The below are the only inputs allowed for HA weather condition. Currently this is pulled from the web API. I was toying with the idea of expanding my weather condition template to pull this locally. I understand I can't get the forecast local only; but I like as much self-hosted as possible. I think the only things I can't verify is clear-night, due to light conditions at night. Thoughts below:
‘clear-night’ can't check if fog at night since no light level to compare to (open to ideas)
‘cloudy’ can get a base line lux amount and compare and if not any other precipitation
‘fog’ same as cloudy but with window below a determined temperature
‘hail’ sensor for this
‘lightning’ sensor for this (maybe any number in last 3 hours)
‘lightning-rainy’ combine sensors for this
‘partlycloudy’ same as cloudy, with maybe a trend/derivative sensor to determine intermittent light levels
‘pouring’ Rain Rate > 0.31 in/hr (7.8 mm/hr)
‘rainy’ sensor for this
‘snowy’ a little more complicated but maybe temperature combined with blocked UV sensor and rain sensor
‘snowy-rainy’ same as snowy but easier to assume around 0C / 32F
‘sunny’ easiest just base on UV/lux level
‘windy’ wind speed >25mpg (11.17 m/s) without clouds
‘windy-variant’ windy with clouds
‘exceptional’ dewpoint between 50-60F, temperature between 68-77F, UV below 2.5 index, not any of the above (except sunny).

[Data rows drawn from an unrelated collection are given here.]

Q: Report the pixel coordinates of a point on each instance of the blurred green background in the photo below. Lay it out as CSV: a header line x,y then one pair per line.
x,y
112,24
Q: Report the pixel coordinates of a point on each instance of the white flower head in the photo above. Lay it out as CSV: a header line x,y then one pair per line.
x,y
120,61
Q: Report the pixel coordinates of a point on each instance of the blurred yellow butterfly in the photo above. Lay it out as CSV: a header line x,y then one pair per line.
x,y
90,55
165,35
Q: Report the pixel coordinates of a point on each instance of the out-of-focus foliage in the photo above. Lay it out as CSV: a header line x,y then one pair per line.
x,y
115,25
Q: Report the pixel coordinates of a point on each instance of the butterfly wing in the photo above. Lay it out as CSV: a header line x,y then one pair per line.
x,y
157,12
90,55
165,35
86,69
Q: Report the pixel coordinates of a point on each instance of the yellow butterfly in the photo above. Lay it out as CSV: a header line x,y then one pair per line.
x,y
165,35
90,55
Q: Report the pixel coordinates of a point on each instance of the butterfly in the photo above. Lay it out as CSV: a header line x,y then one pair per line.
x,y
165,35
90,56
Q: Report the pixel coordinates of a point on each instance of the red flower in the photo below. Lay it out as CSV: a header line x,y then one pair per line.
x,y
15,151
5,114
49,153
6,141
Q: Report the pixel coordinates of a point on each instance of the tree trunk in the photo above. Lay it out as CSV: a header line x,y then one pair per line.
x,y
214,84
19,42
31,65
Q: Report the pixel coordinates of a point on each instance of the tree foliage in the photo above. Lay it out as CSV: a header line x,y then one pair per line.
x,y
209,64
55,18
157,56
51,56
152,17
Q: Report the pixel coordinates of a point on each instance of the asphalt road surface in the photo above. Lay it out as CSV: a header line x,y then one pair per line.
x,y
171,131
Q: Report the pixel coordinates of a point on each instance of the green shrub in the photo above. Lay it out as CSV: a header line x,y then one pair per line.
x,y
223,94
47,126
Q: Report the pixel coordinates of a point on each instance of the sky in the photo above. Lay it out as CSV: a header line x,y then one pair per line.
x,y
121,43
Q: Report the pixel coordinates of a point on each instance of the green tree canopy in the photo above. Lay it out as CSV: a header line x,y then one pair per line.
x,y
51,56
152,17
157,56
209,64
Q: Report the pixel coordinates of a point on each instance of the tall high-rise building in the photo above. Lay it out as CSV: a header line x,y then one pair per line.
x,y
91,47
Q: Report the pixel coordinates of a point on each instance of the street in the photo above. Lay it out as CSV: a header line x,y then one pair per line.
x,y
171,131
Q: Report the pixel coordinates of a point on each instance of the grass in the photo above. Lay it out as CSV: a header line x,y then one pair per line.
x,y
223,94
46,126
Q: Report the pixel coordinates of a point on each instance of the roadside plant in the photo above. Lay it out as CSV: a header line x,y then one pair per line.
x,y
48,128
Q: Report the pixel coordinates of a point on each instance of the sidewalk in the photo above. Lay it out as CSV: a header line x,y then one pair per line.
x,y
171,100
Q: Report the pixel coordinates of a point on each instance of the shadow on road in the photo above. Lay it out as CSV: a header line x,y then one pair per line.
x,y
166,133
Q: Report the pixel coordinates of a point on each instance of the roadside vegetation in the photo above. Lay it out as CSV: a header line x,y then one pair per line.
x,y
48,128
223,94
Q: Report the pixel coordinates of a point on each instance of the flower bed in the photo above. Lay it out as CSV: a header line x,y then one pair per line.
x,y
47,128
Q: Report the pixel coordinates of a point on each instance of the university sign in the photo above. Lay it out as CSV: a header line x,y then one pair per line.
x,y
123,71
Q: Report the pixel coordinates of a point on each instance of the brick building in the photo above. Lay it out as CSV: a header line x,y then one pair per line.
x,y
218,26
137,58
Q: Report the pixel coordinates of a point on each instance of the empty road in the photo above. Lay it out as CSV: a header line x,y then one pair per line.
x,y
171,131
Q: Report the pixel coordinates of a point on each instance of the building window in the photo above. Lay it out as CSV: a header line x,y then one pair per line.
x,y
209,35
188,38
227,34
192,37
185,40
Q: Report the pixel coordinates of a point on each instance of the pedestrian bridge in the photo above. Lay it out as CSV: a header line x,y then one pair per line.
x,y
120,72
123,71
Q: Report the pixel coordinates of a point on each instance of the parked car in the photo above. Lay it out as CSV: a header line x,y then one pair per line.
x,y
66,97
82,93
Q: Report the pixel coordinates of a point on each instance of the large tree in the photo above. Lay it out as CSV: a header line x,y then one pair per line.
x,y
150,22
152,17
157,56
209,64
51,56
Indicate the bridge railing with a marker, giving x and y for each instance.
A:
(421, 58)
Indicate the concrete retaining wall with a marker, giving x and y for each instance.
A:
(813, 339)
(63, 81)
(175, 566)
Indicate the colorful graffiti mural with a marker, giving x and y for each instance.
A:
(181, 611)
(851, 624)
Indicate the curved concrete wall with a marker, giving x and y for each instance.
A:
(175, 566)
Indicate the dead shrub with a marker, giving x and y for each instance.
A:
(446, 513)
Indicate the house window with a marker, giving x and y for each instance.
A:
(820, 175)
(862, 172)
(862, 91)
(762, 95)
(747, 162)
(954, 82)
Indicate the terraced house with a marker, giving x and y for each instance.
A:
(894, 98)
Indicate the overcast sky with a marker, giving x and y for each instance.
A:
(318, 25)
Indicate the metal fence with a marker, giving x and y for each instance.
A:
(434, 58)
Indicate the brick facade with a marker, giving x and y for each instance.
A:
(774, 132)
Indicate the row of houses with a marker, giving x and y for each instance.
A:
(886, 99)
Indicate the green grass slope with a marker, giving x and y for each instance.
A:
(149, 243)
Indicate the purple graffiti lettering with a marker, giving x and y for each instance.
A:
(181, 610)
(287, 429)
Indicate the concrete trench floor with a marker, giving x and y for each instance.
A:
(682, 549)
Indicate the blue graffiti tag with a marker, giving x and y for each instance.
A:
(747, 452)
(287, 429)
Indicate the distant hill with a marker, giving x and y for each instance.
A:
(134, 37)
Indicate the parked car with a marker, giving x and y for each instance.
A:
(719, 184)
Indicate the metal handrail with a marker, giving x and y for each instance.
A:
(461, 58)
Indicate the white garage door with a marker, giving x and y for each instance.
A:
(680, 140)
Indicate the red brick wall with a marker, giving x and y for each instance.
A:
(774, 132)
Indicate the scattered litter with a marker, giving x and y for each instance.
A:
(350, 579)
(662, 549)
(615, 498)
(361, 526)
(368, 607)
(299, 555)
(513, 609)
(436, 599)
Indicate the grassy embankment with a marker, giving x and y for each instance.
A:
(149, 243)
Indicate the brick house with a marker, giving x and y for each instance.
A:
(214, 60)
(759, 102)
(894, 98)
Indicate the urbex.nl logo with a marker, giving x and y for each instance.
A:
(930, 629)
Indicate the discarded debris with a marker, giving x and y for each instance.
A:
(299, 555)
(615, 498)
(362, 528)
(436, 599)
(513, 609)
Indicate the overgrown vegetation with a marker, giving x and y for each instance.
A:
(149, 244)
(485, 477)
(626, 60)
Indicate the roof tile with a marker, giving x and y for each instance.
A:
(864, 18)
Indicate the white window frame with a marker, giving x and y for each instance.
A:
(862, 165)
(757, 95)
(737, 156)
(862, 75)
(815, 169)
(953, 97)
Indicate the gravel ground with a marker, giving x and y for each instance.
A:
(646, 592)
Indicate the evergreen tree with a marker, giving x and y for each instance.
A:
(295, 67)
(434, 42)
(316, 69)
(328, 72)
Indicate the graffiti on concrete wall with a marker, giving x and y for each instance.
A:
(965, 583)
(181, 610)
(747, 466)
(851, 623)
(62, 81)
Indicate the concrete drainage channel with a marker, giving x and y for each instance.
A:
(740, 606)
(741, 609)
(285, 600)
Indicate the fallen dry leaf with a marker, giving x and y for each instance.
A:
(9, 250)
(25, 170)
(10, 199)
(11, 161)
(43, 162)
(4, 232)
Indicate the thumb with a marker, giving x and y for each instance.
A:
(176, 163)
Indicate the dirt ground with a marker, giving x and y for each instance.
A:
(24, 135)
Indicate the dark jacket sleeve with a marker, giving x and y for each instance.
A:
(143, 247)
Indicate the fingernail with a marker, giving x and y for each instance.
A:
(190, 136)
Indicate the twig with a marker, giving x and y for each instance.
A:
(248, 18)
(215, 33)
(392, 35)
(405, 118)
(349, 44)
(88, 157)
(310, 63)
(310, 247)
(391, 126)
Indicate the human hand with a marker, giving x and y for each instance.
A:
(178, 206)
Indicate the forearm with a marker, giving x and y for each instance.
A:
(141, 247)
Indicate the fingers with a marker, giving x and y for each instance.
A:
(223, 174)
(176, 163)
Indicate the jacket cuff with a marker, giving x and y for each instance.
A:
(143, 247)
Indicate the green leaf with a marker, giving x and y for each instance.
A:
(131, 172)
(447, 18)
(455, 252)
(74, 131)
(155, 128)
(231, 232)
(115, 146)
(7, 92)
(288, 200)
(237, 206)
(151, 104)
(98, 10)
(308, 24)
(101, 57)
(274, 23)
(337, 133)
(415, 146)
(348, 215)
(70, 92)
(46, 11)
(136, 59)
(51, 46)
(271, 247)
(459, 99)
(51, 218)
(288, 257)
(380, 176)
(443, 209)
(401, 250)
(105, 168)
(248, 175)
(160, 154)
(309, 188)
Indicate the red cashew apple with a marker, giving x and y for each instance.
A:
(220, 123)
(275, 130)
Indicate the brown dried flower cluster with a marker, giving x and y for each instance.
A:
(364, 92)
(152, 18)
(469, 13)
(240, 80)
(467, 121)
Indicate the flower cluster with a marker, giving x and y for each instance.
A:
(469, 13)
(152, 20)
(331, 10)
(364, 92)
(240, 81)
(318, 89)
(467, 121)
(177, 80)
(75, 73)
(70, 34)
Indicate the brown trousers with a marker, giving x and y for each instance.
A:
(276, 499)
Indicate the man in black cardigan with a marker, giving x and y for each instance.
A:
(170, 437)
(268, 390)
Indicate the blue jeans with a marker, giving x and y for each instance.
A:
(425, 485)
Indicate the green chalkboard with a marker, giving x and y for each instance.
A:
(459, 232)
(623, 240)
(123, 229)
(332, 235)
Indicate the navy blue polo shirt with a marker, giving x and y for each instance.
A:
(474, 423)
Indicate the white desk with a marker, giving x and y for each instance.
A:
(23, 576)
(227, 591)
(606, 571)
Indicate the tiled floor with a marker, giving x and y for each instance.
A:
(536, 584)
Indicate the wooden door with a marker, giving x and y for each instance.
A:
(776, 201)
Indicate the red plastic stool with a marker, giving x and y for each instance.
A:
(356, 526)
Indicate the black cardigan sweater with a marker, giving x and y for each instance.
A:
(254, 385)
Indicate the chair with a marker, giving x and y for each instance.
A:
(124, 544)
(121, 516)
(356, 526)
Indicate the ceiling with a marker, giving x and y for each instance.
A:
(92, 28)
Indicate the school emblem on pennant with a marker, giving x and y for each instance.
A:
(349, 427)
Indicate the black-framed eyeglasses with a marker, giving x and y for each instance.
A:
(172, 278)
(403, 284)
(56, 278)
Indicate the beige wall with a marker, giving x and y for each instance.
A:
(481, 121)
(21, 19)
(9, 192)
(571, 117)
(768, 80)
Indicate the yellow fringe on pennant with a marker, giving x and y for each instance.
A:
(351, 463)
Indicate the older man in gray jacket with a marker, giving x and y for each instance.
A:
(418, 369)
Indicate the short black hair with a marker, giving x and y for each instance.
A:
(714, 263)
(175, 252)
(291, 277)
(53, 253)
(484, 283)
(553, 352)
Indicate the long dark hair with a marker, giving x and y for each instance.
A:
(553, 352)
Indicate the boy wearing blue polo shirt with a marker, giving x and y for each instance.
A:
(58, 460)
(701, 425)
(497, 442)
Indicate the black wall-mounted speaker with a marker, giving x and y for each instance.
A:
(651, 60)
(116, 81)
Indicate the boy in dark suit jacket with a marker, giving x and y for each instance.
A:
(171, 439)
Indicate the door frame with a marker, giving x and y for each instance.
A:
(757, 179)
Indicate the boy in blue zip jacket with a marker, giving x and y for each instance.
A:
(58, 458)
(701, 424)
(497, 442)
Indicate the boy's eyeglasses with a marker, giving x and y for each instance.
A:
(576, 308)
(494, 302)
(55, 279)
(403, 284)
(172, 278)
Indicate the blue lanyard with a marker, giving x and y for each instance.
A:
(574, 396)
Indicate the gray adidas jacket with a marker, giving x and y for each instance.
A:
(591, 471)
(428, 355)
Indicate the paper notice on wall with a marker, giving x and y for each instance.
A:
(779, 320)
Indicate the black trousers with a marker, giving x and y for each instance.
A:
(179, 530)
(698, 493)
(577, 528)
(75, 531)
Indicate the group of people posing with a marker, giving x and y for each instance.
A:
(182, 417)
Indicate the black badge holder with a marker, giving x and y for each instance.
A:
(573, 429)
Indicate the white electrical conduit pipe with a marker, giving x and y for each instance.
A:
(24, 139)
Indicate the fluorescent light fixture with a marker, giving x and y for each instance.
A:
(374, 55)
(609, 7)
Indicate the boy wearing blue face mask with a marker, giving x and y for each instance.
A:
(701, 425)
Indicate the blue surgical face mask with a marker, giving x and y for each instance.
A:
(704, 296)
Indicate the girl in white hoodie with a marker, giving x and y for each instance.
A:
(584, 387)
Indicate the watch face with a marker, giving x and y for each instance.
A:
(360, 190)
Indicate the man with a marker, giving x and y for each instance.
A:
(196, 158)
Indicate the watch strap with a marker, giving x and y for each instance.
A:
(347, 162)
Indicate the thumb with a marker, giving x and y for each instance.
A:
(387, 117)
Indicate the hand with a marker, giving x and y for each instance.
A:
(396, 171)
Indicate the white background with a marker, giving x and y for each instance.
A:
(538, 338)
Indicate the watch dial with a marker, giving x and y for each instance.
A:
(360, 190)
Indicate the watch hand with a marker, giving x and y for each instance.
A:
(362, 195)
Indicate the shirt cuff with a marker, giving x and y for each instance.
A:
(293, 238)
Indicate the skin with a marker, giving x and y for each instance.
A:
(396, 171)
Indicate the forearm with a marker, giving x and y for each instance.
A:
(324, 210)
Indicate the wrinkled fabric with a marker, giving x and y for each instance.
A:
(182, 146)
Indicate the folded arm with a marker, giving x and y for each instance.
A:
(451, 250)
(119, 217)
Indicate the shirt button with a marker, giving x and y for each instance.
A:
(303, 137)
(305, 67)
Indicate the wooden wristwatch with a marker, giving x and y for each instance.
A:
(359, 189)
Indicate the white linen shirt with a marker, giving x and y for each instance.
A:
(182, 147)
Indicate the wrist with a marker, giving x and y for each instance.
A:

So...the actual point of this... should I make my condition template and then PR to the readme example or should we incorporate this to give another calculated sensor output? I'm leaning toward a sensor, but this would add a lot more code and wanted to run it past you before a PR without a big change with any other info. I would keep the current web api returned status as you have it and create some other named sensor. Thoughts?

So I am working on the order to determine conditions but I have some things to start. Not in yaml format yet, just working thru the logic.

Fog is likely when:
Air Temperature - Dew Point < 4.5F (2.5C)
Relative Humidity > 95%
Wind Speed < 10 knots / 11.5 mph / 5.14 m/s

*** near seawater >70% Relative Humidity and wind speed <10 knots (5.14 m/s)could cause fog
Need more conditions for fog, it looks like this might throw a lot of false fog.
There is some trends for heating/cooling but most would not have a derivative sensor for air temperature.
windy:
Wind Speed > 25mph (11.17 m/s)
Pouring
Rain Rate > 0.31 in/hr (7.8 mm/hr)

Need to get real world data, but this is a start for figuring out cloudy day & night. Might need to import ‘astral’ into the code. Astral is a python library for Sun & Moon position, we need sunrise/sunset times without pulling from an external source (maybe). There might be other ways.

0.0001 lux – Moonless, overcast night sky.
0.002 lux – Moonless clear night sky with airglow.
0.27–1.0 lux – Full moon on a clear night.
3.4 lux – Dark limit of civil twilight under a clear sky.
100 lux – Very dark overcast day.
400 lux – Sunrise or sunset on a clear day.
1000 lux – Overcast day
10000–25000 lux – Full daylight (not direct sun).
32000–100000 lux – Direct sunlight.

More to follow.

Just updating this post for now.
Exceptional does not appear to be used by some weather integrations. I looked at the code for the animated weather card and ‘exceptional’ does not reference an icon.